Mobile Fidelity’s Digital Vinyl Debacle: Are your records really analog?

TLS Guy

TLS Guy

Seriously, I have no life.
Umm Doc, WTH man! ;) I still buy Vinyl. All though not much very little at least not like I did in the 70's and 80's.

Most recent was Jimi Hendrix, led Zeppelin. The Zeppelin album supposedly remastered by Jimmy Page himself, in Germany I believe I may stand corrected though.

Here's my thoughts on source. Master tape is very expensive. Keeping that in a isolated sealed vault to keep it from degrading.

CD quality is the undisputed source of material choice critical of listening. Try buying the 1st press off of the Master press see how that'll cost you.

I have some CD disc that are also old but drop one and watch it's shattered like broken glass. Drop a old 70's final LP yes it can break chances are won't shatter into pieces.

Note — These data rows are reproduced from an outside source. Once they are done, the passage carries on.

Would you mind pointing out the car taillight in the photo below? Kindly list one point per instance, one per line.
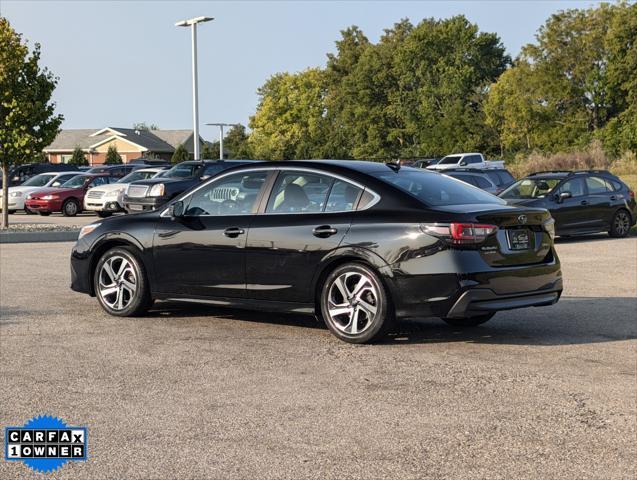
(460, 233)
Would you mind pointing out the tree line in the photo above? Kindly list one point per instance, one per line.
(444, 86)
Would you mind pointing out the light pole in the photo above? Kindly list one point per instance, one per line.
(195, 95)
(221, 125)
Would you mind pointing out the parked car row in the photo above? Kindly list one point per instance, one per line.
(581, 202)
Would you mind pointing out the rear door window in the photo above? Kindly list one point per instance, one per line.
(574, 186)
(343, 197)
(597, 185)
(299, 192)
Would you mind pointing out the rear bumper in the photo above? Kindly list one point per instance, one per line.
(461, 292)
(480, 301)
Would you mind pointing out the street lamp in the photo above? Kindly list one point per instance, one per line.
(221, 125)
(195, 100)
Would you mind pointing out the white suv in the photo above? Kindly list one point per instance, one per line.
(17, 195)
(471, 160)
(107, 199)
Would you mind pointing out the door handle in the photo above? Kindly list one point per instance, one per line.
(324, 231)
(233, 232)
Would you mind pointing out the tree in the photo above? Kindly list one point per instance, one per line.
(572, 85)
(289, 121)
(28, 122)
(236, 143)
(180, 154)
(78, 157)
(112, 156)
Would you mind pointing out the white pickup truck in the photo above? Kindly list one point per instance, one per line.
(471, 160)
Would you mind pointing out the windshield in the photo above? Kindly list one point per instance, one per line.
(134, 176)
(436, 190)
(76, 181)
(183, 170)
(451, 159)
(531, 188)
(38, 180)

And no I did not read the article yet, that's Gene posted up on the home page. I'm out. Doc, didn't You stated once here on AH that Vinyl when done up right can be exquisitely delicious sound quality. Now off to read that very fine very well thought out article interest, Leave my vinyl alone!!
Yes, Vinyl can and does sound very good. I was stating that from a historical perspective. You have to go to a lot of trouble to make vinyl sound very good, and take great care of your discs. Sure I have LPs and equipment that you would have a hard time telling it was not a CD playing.

The point is that CD is much more convenient, and it is nonsense that LPs sound better than CD. I have turntables, as I have a legacy collection and very occasionally I will purchase a must have LP. That is risky though, as there is no assurance that it has been well looked after.

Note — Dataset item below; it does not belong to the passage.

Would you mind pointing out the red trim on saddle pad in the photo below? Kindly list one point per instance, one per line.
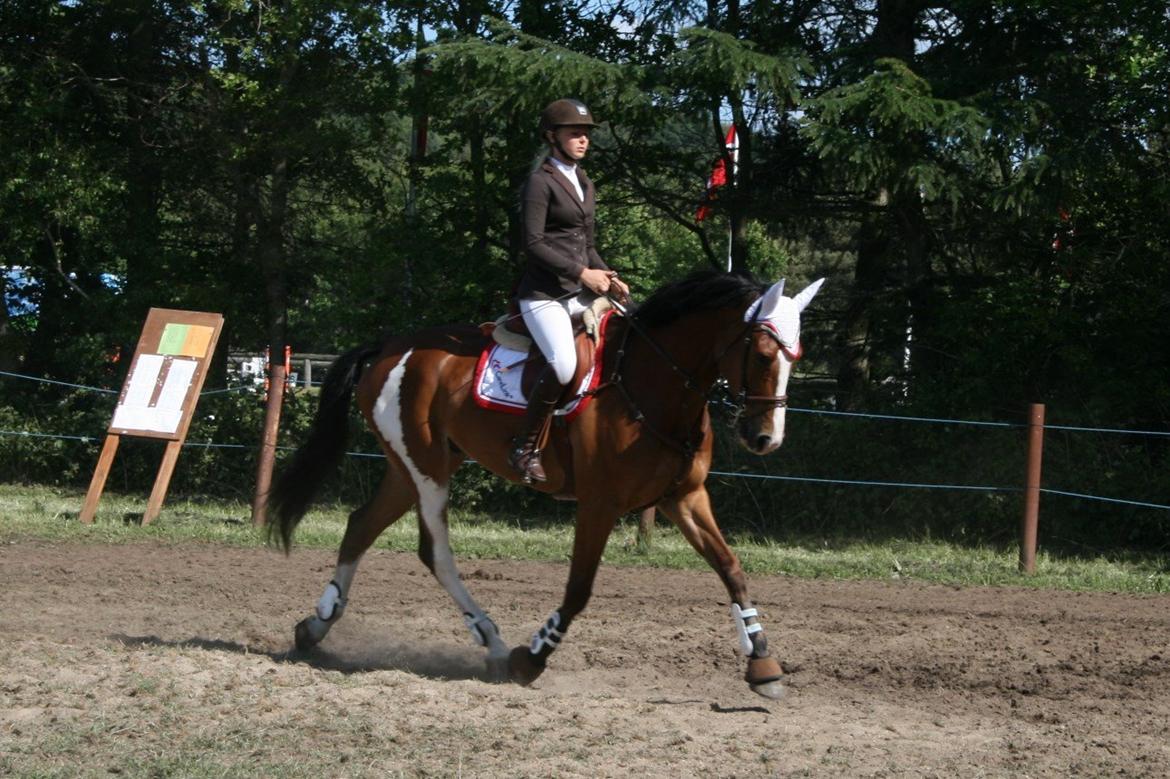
(501, 360)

I can not see much point of getting into turntables if you don't have a legacy collection. I suppose some are curious and want to see what it is all about.

By the way, I have never had a CD shatter. That is an event that would be new to me.

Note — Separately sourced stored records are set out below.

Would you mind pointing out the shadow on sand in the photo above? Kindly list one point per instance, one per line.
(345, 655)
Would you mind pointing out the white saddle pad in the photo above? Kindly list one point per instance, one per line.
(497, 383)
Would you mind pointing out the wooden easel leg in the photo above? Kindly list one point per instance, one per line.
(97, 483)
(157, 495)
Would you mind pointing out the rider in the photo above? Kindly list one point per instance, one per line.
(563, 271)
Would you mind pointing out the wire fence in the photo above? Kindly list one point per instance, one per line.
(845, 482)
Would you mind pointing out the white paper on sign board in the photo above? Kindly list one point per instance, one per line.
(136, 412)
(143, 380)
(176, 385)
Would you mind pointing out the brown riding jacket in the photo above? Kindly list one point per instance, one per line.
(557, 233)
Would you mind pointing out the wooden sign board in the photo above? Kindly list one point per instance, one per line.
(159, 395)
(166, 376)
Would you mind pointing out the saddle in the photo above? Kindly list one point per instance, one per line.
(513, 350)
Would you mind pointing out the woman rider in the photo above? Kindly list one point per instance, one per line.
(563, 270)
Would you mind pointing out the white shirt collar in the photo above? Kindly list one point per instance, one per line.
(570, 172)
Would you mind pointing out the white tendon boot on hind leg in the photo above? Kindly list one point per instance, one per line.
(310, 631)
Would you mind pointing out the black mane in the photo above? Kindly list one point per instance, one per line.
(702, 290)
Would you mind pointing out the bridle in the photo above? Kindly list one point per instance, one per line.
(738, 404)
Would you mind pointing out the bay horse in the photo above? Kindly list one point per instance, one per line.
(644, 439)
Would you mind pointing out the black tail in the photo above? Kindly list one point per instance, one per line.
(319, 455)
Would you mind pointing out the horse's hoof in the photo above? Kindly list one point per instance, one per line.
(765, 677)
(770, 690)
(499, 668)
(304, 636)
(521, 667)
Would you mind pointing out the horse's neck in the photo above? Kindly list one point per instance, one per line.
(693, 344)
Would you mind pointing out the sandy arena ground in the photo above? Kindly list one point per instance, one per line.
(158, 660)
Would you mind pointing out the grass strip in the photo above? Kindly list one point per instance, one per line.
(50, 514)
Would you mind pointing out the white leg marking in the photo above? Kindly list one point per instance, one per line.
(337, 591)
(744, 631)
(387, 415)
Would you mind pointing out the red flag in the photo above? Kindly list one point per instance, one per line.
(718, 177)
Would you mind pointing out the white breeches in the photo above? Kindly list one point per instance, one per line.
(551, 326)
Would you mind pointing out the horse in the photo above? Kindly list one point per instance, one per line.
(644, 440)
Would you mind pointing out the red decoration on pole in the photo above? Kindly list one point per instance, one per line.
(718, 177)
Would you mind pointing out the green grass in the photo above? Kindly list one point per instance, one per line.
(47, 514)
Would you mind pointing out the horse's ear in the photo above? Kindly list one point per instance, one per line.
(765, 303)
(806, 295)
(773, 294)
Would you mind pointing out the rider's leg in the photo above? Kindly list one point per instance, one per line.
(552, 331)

The other issue is that my LP equipment is of historic interest and so there is a "museum" aspect to the LP and tape equipment, and also some of the early digital pieces. This all becomes more significant with the passage of time. We never must forget where all this pursuit of accurate sound came form and how it developed.

What I have to show here is a significant collection of land mark pieces that advanced the pursuit of high fidelity reproduction.
 
CreoleDC

CreoleDC

Junior Audioholic
Yes, Vinyl can and does sound very good. I was stating that from a historical perspective. You have to go to a lot of trouble to make vinyl sound very good, and take great care of your discs. Sure I have LPs and equipment that you would have a hard time telling it was not a CD playing.

The point is that CD is much more convenient, and it is nonsense that LPs sound better than CD. I have turntables, as I have a legacy collection and very occasionally I will purchase a must have LP. That is risky though, as there is no assurance that it has been well looked after.

I can not see much point of getting into turntables if you don't have a legacy collection. I suppose some are curious and want to see what it is all about.

By the way, I have never had a CD shatter. That is an event that would be new to me.

The other issue is that my LP equipment is of historic interest and so there is a "museum" aspect to the LP and tape equipment, and also some of the early digital pieces. This all becomes more significant with the passage of time. We never must forget where all this pursuit of accurate sound came form and how it developed.

What I have to show here is a significant collection of land mark pieces that advanced the pursuit of high fidelity reproduction.
I should have stated, leave a music cd in a hot car, even in a protective case. Have a many crumble. Do the same with Vinyl same can happen.

I get all of this , is mostly why I haven't read the article yet. They got caught, wasn't there something about Vinyl being released in a multi-channel format? There is a couple of vinyl threads
floating around.

Edit: there are typos in my above post/s. I use a cheap smartphone. so pardon the grammar.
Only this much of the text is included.